Unless ALL programs terminate (including user specified ones), the next time you
start pulse on the same host, it will fail because it can't bind to the port.
All child processes of the first pulse are bound to the port, making it
unavailable to the new pulse.
Version-Release number of selected component (if applicable):
How reproducible: 100%
Steps to Reproduce:
1. Configure /etc/sysconfig/ha/lvs.cf to have start_cmd call a program that
never ends (ie "while [ 1 ]; do sleep 10 ; done ; ")

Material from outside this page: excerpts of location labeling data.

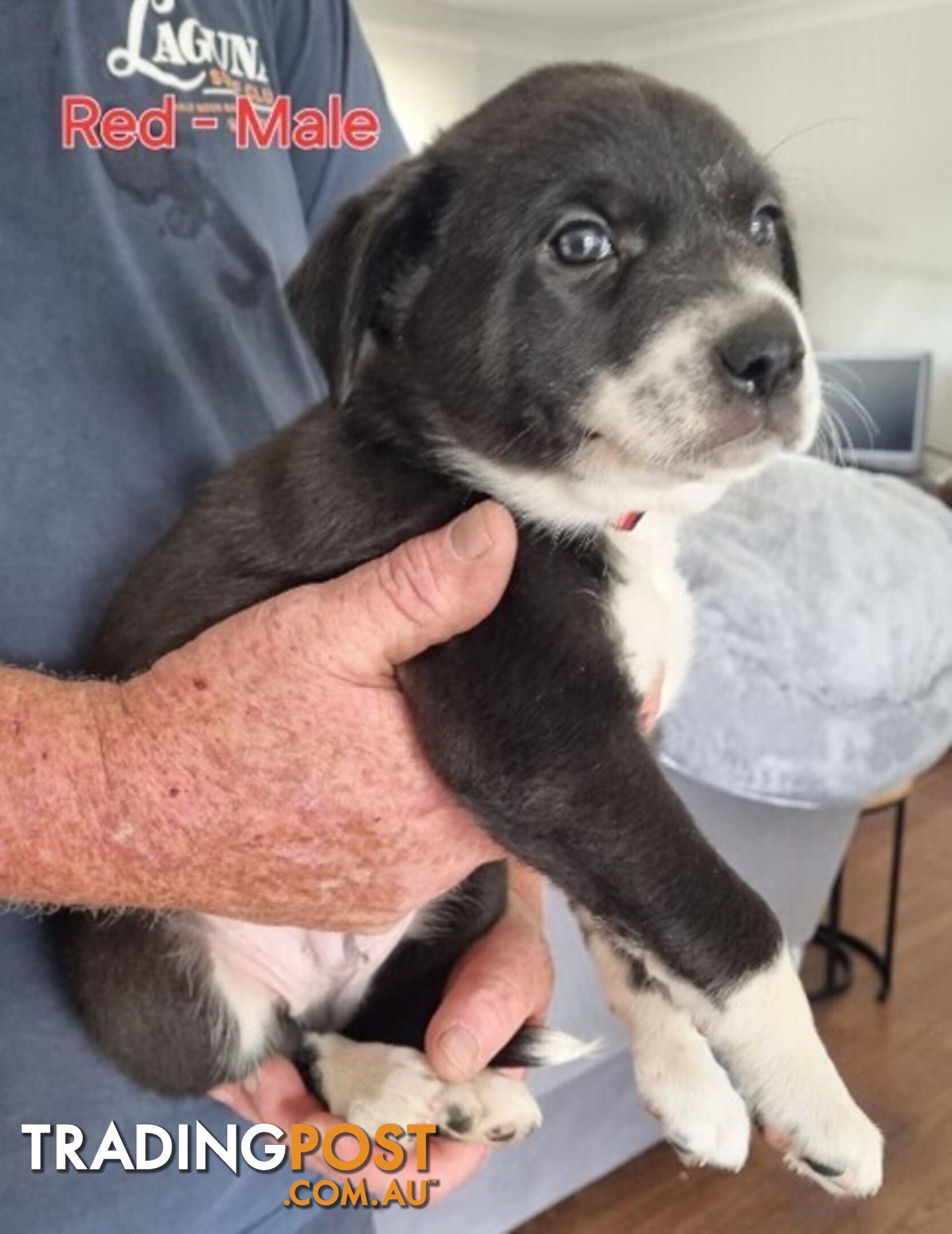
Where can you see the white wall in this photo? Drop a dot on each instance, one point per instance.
(438, 65)
(855, 94)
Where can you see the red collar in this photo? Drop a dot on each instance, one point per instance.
(628, 522)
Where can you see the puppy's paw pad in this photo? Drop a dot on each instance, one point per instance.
(490, 1109)
(844, 1155)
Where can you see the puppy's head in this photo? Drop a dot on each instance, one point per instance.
(584, 298)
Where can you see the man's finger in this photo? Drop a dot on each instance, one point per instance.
(501, 983)
(278, 1095)
(423, 592)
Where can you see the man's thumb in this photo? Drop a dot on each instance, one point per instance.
(426, 590)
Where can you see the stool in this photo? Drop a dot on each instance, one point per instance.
(837, 942)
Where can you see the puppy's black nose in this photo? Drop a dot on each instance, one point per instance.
(762, 357)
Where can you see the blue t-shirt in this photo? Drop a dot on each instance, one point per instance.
(143, 338)
(143, 344)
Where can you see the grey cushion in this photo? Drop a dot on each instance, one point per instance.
(823, 666)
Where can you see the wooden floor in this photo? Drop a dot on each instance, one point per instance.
(897, 1059)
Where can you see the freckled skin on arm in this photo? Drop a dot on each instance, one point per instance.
(267, 770)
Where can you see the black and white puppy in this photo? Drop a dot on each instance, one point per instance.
(584, 302)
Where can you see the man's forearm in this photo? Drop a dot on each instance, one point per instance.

2. /etc/init.d/pulse stop # fails over second node
3. /etc/init.d/pulse start
While fos, nanny, and pulse may need port 539 open, pulse should close the
descriptor before it calls "start_cmd".
Moving all RHCS ver 5 bugs to RHEL 5 so we can remove RHCS v5 which never existed.
Problem confirmed. But it looks like that main problem is in stopping the
applications as pulse/fos waits until all stop_cmd finish. And as long as 'fos'
is running you can't run second instance. Solution that you proposed covers part
of the problem - I will try to put together acceptable solution
Created attachment 295430 [details]
Fixes part of the problem
This would fix the port being bound in child processes, but... the child
processes *should not* be left around after 'service pulse stop' has completed!
In Lon's patch you have to change F_[GS]ETFL to F_[GS]ETFD. Patch will be in CVS
(after 5.3 release)
An advisory has been issued which should help the problem
described in this bug report. This report is therefore being
closed with a resolution of ERRATA. For more information
on therefore solution and/or where to find the updated files,
please follow the link below. You may reopen this bug report
if the solution does not work for you.